# adding new HDD - advices



## hirohitosan (Dec 14, 2010)

Hi there!
I want to add a new 1TB HDD to my box. My box will have 3 HDD as follow: 1HDD_1TB + 2HDD_500GB.
It is recomanded to add on each HDD a swap partition? My box has 4GB memory and now I have 4GB swap.

Thanks


----------



## sk8harddiefast (Dec 14, 2010)

> It is recomanded to add on each HDD a swap partition?
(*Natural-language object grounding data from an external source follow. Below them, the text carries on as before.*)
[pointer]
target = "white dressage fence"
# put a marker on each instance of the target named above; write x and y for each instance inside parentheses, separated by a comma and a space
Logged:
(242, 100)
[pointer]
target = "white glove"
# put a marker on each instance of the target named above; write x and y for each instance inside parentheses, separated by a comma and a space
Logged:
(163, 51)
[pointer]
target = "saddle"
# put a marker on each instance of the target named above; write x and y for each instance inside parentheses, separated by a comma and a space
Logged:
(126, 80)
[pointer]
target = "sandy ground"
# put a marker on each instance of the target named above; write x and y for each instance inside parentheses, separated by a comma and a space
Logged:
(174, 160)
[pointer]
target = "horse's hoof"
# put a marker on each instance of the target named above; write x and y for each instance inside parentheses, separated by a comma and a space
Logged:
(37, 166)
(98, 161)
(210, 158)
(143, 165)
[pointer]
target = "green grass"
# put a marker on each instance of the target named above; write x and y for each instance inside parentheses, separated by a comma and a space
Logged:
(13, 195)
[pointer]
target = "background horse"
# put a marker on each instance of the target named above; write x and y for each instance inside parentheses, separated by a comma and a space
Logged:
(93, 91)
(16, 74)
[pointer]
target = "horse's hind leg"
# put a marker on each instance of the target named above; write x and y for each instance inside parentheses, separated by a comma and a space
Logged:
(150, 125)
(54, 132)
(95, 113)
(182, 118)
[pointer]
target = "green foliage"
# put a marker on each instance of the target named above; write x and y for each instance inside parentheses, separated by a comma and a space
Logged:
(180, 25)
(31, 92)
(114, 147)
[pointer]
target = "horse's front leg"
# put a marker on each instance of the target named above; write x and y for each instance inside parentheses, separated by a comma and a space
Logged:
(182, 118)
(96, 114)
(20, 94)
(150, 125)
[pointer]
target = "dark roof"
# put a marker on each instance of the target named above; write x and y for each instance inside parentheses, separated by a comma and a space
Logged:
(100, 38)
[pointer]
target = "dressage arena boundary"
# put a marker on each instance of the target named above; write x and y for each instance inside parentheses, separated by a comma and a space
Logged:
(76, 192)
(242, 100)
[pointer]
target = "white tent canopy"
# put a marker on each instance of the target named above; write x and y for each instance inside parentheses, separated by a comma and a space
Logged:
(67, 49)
No. Just give as swap, the double of your RAM, in the HDD with the FreeBSD.


----------



## phoenix (Dec 14, 2010)

If you expect to be using swap a lot, then adding a swap partition onto each drive allows the kernel to (internally) create a RAID0 stripe across the drives for swap access.  I believe there's a max of 4 swap partitions, though.  Or, at least, there was back in the day when I used to worry about using swap.

However, with 4 GB of RAM, you shouldn't be hitting swap all that often.  And, with 4 GB of swap already, you don't need to add any more.


----------



## Bra1n0v3rfl0w (Dec 14, 2010)

Personally i use swap only on main system disk, and it is 12GB where ram is 4GB (3 times), on an old P4.

If you read Handbook chapters 2.6.5 and 18 (especially 18.3 Adding disks) you will surely find the right solution for your need.


----------